Giving tech platform DipJar has rolled out a new online platform to give nonprofit organizations a way to make new fundraising initiatives, according to a Thursday (June 23) press release.
Called DipJar Online, this will build on DipJar’s other work in fundraising, with the goal being “more robust and flexible” ways to do it.
DipJar Online works on campaign-focused giving and enables users to run numerous customized campaigns.
The press release noted numerous features of DipJar Online, including showing donors why their donations are needed, goal-driven fundraising gamifying giving through showing the impacts of the donation, and the fact that multiple campaigns are flexible because one can focus on numerous different initiatives.
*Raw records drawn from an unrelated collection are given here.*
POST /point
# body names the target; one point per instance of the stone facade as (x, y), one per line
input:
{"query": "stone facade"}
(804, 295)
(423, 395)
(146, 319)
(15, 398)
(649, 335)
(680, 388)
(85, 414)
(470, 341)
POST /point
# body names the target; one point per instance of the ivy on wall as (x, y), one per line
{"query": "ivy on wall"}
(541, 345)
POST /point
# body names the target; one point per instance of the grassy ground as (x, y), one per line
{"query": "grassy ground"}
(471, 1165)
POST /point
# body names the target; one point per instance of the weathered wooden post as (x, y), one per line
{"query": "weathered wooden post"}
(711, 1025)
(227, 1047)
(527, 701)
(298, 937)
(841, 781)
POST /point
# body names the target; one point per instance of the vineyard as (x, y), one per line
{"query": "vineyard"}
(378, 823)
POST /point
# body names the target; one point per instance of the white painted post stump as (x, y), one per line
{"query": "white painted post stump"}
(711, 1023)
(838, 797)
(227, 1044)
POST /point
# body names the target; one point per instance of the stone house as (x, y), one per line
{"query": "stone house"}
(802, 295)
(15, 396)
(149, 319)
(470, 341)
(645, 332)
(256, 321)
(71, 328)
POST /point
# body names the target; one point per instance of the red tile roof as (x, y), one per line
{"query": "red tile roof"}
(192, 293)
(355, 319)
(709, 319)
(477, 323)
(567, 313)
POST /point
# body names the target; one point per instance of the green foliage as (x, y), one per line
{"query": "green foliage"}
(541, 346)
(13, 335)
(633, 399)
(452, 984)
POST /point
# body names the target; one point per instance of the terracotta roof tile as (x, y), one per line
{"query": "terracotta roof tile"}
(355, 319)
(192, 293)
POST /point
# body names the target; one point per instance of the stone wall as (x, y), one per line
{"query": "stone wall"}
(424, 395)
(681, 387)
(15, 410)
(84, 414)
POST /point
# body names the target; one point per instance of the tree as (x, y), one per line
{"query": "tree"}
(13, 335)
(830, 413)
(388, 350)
There’s also enhanced donor data collection, fueling “closer donor connections” and affordable pricing, the release said.
“DipJar Online is a natural extension of our mission: to make fundraising as easy as possible for our nonprofit customers,” said Chris Selland, DipJar CEO. “DipJar Online allows our non-profit customers to provide donors the same simple and fun experience, whether they’re donating in-person at the DipJar, using their phone, or online. The initial feedback from testers has been overwhelmingly positive, and we’re excited to roll it out to our customer base — and beyond.”
In other news related to donations, cryptocurrency industry insiders donated $7.3 million to political campaigns and committees in 2021 through the end of January, PYMNTS reported.
However, almost all of that money came in dollars — including cash, checks and credit cards — as opposed to the various digital coins.
Federal Election Commission records show $580,000 in crypto donations to political committees for the current cycle, which runs through the midterm elections this November. These contributions came largely from a few super PACs.
The report noted that some of the political committees taking the contributions didn’t follow FEC guidance in reporting them. And groups that study money in politics don’t track them, so it was hard to know how much crypto is ending up on the campaign trail.